Poster Presentation Science Protecting Plant Health 2017

Measuring biosecurity practice change of grain growers in Western Australia. (#309)

Jeff Russell 1
  1. Department of Agriculture and Food, WA, Northam, WA, Australia

Benchmarking surveys of biosecurity practices employed by grain growers in Western Australia have been conducted almost a decade apart.

In June 2003 through the WA Department of Agriculture’s ‘GrainGuard’ project an inaugural survey of 100 growers in the state’s grain industry was carried out by staff from the then Western Australian Department of Agriculture’s Plant Health biosecurity planning group to assess the adoption of the farm biosecurity message.

In 2011/12 grower surveys were conducted during the course of Plant Health Australia’s Grains Farm Biosecurity Program (GFBP). A key outcome of the GFBP from 2010 through to 2015 was to document the management and preparedness for biosecurity risks at the farm gate level in each mainland state.

For this to be done, a baseline survey was commenced in March 2011 to gauge the extensiveness of Western Australian grain grower’s biosecurity practices and to develop a network of interested growers and grower groups for follow up awareness training and best practice improvement. This survey was completed in March 2012.

Differences in the survey methods used and the level of identification of the frequency of the practices being investigated do confound the identification of behaviour trends in the grains industry. Never the less, an understanding of the results for mapping practice change of WA grain growers can be made.

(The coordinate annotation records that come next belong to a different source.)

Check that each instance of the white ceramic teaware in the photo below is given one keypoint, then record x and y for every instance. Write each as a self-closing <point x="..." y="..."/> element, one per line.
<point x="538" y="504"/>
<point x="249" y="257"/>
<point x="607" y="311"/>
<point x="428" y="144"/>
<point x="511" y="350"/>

The rate of change of adoption of positive practice changes made within the WA grains industry over this time that the two surveys were conducted indicates that progress is being made albeit slowly. Some practices that are more of a routine activity in crop protection such as paddock inspections are already at a high level of practice while those such as implementing Farm Biosecurity signage and engaged people management were found to be at a lesser degree.